Beer metal is a shallow take on the genre of metal that values accessibility and mainstream appeal, often featuring simple and catchy hooks and anthemic choruses. In the case of beer metal in death metal, Amon Amarth, Unleashed, and Runemagick are among the notable bands that demonstrate technical proficiency and musicianship while catering to the tastes of a wider undiscerning and often inebriated audience. Beer metal is characterized by its intentional prioritization of comprehensibility and relatability over compositional and harmonic complexity or musical experimentation. Despite the intricate riffs and elaborate instrumentation sometimes present in beer metal, these elements typically serve the broader objective of shaping memorable, easily-grasped pieces that appeal to a diverse range of listeners who look at music as a form of adornment; mere decoration for the identities that they wish to socially project.

It is important to note that beer metal does not require lyrical references to alcohol or beer, although some bands like Tankard embrace this theme explicitly. Conversely, bands like Amon Amarth, Unleashed, and Goatwhore may not openly market themselves as beer metal, yet their music aligns clearly with this superficial form of music. Their focus on creating entertaining and accessible music for festival environments often comes at the expense of genuine expression and potency. While bands may cater to a broad range of listeners seeking a fun and energizing experience, those seeking more challenging or authentic music find beer metal’s bourgeois countenance unsatisfying. For those with such discernment, music should be more than something for people to bob their inebriated heads to. 

In a society that values success and popularity above all else, it can be easy for musicians to fall into the trap of prioritizing commercial viability over creative authenticity. However, this approach ultimately limits artistic expression and undermines the very essence of what makes music so powerful. By pandering to the lowest common denominator, musicians sacrifice their individuality and end up manufacturing music that is derivative and uninspired.

Therefore, it is important for musicians to resist the temptation to conform to societal expectations and instead strive for authenticity in their music. This means fashioning music that is more aligned with their own perceptions and experiences rather than simply catering to the lack of discernment of the general metal public. By doing so, musicians are able to tap into their own unique creative potential, creating music that is truly meaningful and fulfilling.

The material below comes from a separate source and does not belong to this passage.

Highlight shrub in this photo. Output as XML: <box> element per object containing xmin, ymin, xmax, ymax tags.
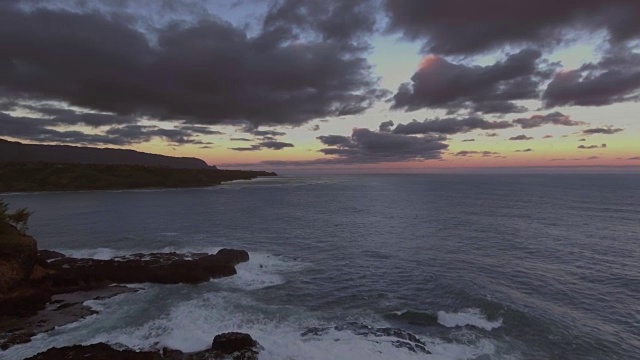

Of course, achieving authenticity in music is no easy feat. It requires a deep level of introspection and self-awareness, as well as a willingness to take risks and push boundaries. Additionally, it may entail a degree of vulnerability and exposure, as musicians must be willing to share their innermost character with the world. However, the rewards of such an approach are immense, both for the musician and the listener.

For the musician, forging authentic music can be a cathartic and transformative experience. By channelling their own unique perspectives and idiosyncrasies into their music, musicians are able to express themselves in a way that is honest and raw. This not only allows them to connect with their own emotions but also resonates with listeners on a deeper level.

For the listener, authentic music can be a powerful and transformative experience as well. By connecting with the authentic expression of the music, listeners are able to gain a greater understanding of themselves and the world around them. In this way, music becomes more than just a form of entertainment but a means of personal growth and self-discovery.

In conclusion, while beer metal may achieve success and popularity by prioritizing accessibility and mainstream appeal, it ultimately undermines the authenticity and creative potential of the musicians involved. Instead, capable musicians should strive for authenticity in their music, creating music that is more aligned with who they actually are. Deviation from being true to oneself, such as creating beer metal, is for the false and the demiurge does laugh at those fools.